Background

Help Desk agents may be required to remove blackhole registrations for wireless devices. For details on when to use these steps, see Security - Wireless Security Procedure.

Important: Before following the steps below, you must have already confirmed that the user has cleaned their infected machine.

Registrations are blocked with Manifest and ClearPass Policy Manager. Manifest is used only for affiliated wireless users (i.e. those who have NetIDs) and prevents them from registering additional devices on UWNet and eduroam. ClearPass Policy Manager is always used, as it prevents the blackholed user's existing device(s) from connecting.

Note: In the unlikely event that no available agents are authorized to remove blackholed registrations, set the first line of the description field in WiscIT to AM REMOVE WIRELESS REGISTRATION, forward the call to US-Help Desk, and set the expectation with the customer that the registration will not be removed until the start of the next business day.

Procedure

If you are removing guest registration, go directly to the ClearPass Policy Manager steps.

1. Log into Manifest and look for the folder uw:domain:uwnet.wisc.edu. In this folder you should see the blackhole group. Click the Details button.

   

2. Under the Members tab, locate the user in question, check the box next to their entry, and click Remove selected member(s).

   

3. Next go to the ClearPass Policy Manager and log in with your NetID and password.

   

4. If this is your first time using ClearPass Policy Manager, you will need to make some initial changes to your view. If you have already done this, jump to the next step.
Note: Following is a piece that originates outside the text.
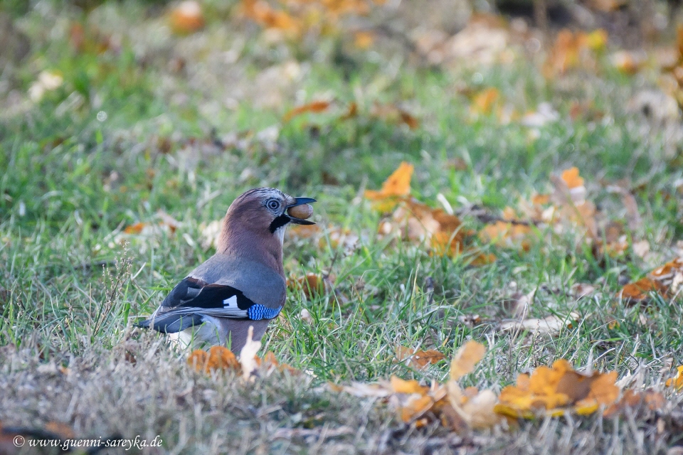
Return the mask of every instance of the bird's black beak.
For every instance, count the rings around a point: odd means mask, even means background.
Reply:
[[[311,204],[311,203],[313,203],[314,202],[317,202],[317,201],[313,198],[295,198],[294,203],[290,204],[289,205],[287,205],[287,208],[289,209],[292,207],[296,207],[297,205],[303,205],[304,204]],[[290,223],[292,223],[295,225],[310,225],[315,224],[315,222],[314,221],[310,221],[309,220],[303,220],[302,218],[297,218],[287,213],[287,212],[285,212],[285,213],[287,214],[287,216],[290,218]]]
   1. By default, the Access Tracker section will only show one server; you need to add all servers. To do this, click Edit in the Access Tracker section.

      

   2. In the dropdown menu for Select Server/Domain, choose default (10 servers), then click Save.

      

5. Next, open the Configuration tab at the bottom of the page.

   

6. Under the Configuration tab, select Endpoints.

   

7. In the Filter menu, select Attributes. Keep both smaller menus set to contains, and in the middle menu, select Username from the dropdown (this may require first selecting "More choices"). In the last field, begin typing the user's NetID and select the correct result when it appears.

   • Note: If the caller used guest registration, choose the same menu options, and search for the email address they registered with.

   

8. Click on the correct endpoint entry. Please note that there may be more than one for the same user, e.g. they may have registered both a computer and a smartphone. You only need to disable the device that has been reported.

   

9. On the endpoint details screen, change the Status from "Disabled client" to "Known client", then click Save.

   
   • Note: If the endpoint is already set to "Known", this would indicate that you are viewing the wrong endpoint. Go back and look for a "Disabled" endpoint for that user.

10. The customer should now be able to connect to UWNet. If they are currently on campus and are having trouble re-connecting, have them try switching to a different network (e.g. eduroam) if possible, before retrying UWNet. If no other connections are available, have them disable their computer's wireless for 5 minutes before trying again.